In Milwaukee, for instance, Pick ‘n Save is currently testing an everyday low pricing strategy to better compete with Walmart (read: “Supermarket Surrenders to the Walmart Challenge”). Kroger has rolled out “new lower prices” in two regions, one of which no longer offers double coupons as a result (read: “Kroger Offers New Lower Prices! Oh, And No More Double Coupons”). And a recent study confidently predicted that nearly everyone would offer everyday low pricing within the next few years (read: “Pundits Predict Lower Grocery Prices”).

But Food Lion’s move bucks that trend. And another grocery chain, based clear on the other side of the country, is probably not surprised. “Historically, in this business, competitors indicate that they’re going to invest this massive amount of money in pricing,” Safeway President Robert Edwards said yesterday. “But in reality, it doesn’t happen that regularly or consistently, or for an extended period. They may announce something and actually do a bit of that for a short period of time but then quickly come back.” And plenty of studies, and history, show that he’s right (read: “When ‘New Low Prices’ Are Neither New, Nor Low (For Long)”).

That’s just what some shoppers in southwestern Ohio and northern Kentucky have been suspicious of, after Kroger promised lower prices there. In order to fund the price investment, it did away with double coupons. Wary customers worry that prices will eventually go back up – while doubles are gone for good.

Delhaize says it’s all about striking a balance. The company is also lowering prices at its Hannaford supermarket chain in New England. But those price reductions, says Smith, “will not be nearly to the level of Food Lion.” Food Lion’s everyday low pricing test was designed to see how low they could go, and still make money.

Turns out everyday low prices were too low – so dairy and frozen foods will cost a little more at Food Lion now. But at least there will be more sales. And, as every good couponer who’s grown to love high-low pricing knows, that’s a price worth paying.

3 Comments

  1. 2 words…Double coupons. If they start doubling only to $.50, they would be contender in my area. No one shops there because we have two chains that double up to $.75 every day.

  2. This is starting to look a lot like the ‘airfare wars’.
    One will stick their neck out there and make a move… Their hope is that the rest of the industry will follow.(It’s the closest they can come to collusion w/out violating anti-trust)

    But in the case of the airlines, prices can quite easily be walked back to what they were. I can’t see it as such a simple thing w/ grocers.

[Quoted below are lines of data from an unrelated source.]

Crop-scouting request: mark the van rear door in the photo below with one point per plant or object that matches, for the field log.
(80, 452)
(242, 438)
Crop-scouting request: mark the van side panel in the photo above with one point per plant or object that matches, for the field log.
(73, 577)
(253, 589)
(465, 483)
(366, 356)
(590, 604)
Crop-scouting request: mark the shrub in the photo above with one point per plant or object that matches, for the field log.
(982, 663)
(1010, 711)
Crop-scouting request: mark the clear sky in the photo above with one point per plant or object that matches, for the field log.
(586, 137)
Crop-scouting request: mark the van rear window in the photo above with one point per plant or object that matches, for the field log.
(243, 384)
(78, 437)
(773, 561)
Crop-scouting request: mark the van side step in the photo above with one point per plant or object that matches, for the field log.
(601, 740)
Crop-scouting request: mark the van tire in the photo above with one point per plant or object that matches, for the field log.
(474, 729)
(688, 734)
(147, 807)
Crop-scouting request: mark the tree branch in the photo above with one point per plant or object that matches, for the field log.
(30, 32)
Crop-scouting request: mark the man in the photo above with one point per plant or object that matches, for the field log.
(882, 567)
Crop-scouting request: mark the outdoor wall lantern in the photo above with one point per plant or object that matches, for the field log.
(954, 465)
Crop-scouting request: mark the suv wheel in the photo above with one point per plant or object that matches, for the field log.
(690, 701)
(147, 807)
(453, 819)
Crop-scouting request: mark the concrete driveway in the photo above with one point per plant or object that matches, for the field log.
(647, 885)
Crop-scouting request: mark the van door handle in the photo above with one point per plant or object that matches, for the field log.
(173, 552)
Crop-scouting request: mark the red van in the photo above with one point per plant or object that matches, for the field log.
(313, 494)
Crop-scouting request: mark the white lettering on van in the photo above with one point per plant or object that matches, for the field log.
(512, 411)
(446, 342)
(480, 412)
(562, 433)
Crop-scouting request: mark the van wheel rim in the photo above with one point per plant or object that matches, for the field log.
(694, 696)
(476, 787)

    Other than what you’ve said about high/low pricing for couponers, & you are spot-on w/ that, what are your thoughts on the amount of risk involved? Especially w/ the current economic climate; couple that w/ the incresed need/use of coupons and it seems to me that grocers are ‘kicking-them-while-they’re-down’. Do you see it that way? Thanks.

    • It would seem to make sense for everyone to have everyday low prices, just like it would make sense for all airline fares to be the same, but it never seems to work that way. As crazy as airline fares and high-low grocery pricing is, they’re systems that seem to work. The time-pressed, the careless or the rich will pay more and not be troubled by it, while the thrifty will pay less and be happy, and it all evens out for the companies.

      With Walmart’s size and purchasing power, it’s tough for any grocery store to go all everyday-low-pricing. Why give up all that profit, only to lose to Walmart anyway, because it can still undercut you on price?

      It may look bad for Food Lion to say yes, we’re going to raise prices a little. But if it means they’ll have more sales to bring prices below the “everyday low price” every so often, the savvy shopper will benefit more than if they had to pay a fixed low price that was still probably higher than a Walmart or Aldi anyway.